As Kishore Jayabalan noted yesterday, the fallacy of “broken windows” is, unfortunately, ubiquitous in discussions of public finance and macroeconomics. Though we are told that government spending and public works have a stimulating effect on economic activity, rarely are the costs of such projects discussed.
Such is the case with several stimulus projects in my own hometown of Atlanta, GA. The Atlanta Journal-Constitution reports on a list that Sen. John McCain and Sen. Tim Coburn drew up, criticizing wasteful stimulus projects throughout the country:
Their list includes Georgia Tech professors who received federal stimulus funds to understand how jazz, avant-garde art and Indian classical musicians improvise. The report cites an Atlanta Journal-Constitution article that describes the $762,372 study, which involves using brain imaging to learn how musicians do their work.
[….] The senators also highlighted a $677,462 research project at Georgia State University to study “why monkeys respond negatively to inequity and unfairness.” Asked about the project, the university sent the AJC a news release from last year that said the research “will hopefully answer questions about the evolution of responses to reward inequality — including those responses in humans.”
Georgia Tech has fired back:
Georgia Tech issued a statement in response, saying such research is “necessary for the long-term economic success of our state and our nation.”
But how can one verify such claims?
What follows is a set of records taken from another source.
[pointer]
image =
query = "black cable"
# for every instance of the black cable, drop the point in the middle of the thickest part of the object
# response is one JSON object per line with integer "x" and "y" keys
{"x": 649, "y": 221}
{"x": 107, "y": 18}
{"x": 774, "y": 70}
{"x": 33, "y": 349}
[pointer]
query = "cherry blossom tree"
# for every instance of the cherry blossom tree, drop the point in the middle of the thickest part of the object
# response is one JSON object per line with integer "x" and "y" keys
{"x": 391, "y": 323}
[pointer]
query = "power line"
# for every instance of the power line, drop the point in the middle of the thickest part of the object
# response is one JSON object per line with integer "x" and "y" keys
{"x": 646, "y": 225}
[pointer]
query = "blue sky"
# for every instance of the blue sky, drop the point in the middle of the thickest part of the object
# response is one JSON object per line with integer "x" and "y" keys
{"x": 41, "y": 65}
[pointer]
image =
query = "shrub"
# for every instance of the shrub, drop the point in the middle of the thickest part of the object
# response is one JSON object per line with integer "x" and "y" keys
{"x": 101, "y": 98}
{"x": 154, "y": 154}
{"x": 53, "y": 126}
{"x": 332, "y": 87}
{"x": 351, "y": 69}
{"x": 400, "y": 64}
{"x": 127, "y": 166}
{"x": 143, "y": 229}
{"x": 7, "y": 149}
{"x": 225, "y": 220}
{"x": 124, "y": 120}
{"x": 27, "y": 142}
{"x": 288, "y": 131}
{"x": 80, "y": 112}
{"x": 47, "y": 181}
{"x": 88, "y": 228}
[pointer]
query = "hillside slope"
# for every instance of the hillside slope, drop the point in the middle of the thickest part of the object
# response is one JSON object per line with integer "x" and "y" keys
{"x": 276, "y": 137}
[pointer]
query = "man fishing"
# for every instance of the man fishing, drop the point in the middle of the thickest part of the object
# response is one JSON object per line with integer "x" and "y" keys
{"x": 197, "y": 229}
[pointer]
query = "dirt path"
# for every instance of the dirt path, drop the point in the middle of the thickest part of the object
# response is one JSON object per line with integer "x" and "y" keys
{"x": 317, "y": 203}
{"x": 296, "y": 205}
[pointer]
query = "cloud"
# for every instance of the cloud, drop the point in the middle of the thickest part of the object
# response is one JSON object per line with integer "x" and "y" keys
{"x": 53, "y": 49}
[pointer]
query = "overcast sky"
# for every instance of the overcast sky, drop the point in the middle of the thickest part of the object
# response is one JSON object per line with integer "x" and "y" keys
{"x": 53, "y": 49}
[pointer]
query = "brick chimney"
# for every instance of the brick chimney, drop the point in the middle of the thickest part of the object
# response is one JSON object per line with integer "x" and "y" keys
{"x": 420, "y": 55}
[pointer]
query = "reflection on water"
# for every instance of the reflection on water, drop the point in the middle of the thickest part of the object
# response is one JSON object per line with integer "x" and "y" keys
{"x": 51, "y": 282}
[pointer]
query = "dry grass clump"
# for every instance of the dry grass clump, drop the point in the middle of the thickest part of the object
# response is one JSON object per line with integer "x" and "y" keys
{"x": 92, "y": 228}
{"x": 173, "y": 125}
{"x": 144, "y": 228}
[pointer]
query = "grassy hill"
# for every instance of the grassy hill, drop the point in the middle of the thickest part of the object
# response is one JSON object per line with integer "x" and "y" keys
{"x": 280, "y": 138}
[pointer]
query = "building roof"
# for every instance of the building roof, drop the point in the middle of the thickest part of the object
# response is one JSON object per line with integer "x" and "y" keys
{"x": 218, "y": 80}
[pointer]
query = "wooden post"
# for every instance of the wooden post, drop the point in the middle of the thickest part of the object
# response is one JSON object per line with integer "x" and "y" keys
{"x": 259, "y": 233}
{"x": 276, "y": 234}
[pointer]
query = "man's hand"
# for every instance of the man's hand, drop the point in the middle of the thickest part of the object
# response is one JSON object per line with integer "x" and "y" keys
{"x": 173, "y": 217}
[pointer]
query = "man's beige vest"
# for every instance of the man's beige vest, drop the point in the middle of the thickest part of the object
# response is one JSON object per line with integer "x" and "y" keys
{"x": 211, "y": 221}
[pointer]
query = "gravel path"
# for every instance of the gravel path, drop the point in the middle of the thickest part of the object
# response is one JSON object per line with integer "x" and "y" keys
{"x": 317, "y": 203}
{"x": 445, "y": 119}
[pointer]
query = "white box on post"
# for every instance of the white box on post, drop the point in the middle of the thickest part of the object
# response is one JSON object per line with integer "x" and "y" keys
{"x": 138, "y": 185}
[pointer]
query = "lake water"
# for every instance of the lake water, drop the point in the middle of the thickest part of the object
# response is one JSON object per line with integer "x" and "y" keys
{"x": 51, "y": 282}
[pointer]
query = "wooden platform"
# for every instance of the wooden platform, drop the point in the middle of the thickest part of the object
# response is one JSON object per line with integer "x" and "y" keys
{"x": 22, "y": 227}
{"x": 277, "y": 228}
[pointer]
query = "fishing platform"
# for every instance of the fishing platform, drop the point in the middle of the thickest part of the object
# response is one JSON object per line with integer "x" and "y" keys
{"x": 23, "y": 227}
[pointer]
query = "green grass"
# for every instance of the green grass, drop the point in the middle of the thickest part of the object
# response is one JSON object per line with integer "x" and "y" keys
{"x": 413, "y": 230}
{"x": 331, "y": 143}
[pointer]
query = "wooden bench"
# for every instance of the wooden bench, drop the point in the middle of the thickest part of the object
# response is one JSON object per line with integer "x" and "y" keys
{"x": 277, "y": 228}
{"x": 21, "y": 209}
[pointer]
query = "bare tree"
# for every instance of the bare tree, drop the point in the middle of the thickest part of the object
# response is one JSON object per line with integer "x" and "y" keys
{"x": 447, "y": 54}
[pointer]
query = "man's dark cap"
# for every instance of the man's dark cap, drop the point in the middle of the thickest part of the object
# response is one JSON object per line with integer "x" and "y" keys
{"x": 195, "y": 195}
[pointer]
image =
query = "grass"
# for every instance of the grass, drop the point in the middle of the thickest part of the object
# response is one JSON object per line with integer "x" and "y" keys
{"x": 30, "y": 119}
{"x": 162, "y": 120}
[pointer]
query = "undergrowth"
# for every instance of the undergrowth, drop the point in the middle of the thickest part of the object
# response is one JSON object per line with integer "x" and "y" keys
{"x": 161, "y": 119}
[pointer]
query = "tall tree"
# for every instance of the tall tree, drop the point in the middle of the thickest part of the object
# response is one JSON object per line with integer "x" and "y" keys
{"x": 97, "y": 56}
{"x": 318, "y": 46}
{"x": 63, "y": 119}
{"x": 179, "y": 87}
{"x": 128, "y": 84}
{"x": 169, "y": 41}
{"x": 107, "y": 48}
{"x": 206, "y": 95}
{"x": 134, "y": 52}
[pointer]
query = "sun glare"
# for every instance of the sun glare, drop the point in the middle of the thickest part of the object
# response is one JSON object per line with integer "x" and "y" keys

As Kishore has pointed out, the mere fact that money is being spent is not enough to claim that the economy benefits from such expenditure. The hidden costs of stimulus money are the jobs and services that would have otherwise been funded by the private sector.
In order to actually determine whether an investment is truly beneficial to the economy, one must be able to subject it to the cost-accounting of profit and loss. A product or service that makes losses has consumed resources that could have otherwise been put to more productive uses in the economy. But since government expenditures are funded not through any kind of voluntary market exchange, but through taxation, this kind of mechanism cannot be used to evaluate them.
So we can be pretty sure that stimulus projects, in fact, are not as conducive to economic growth as we have been led to believe, since such projects would probably not withstand the profit-and-loss test of the market.
But this is not to say that funding any of this kind of scientific research is not worthwhile. Activities such as philanthropy and charitable giving do not produce any kind of profitable return, but are nevertheless recognized as noble and praiseworthy. There may be good reasons for funding these projects, but economic growth is not one of them.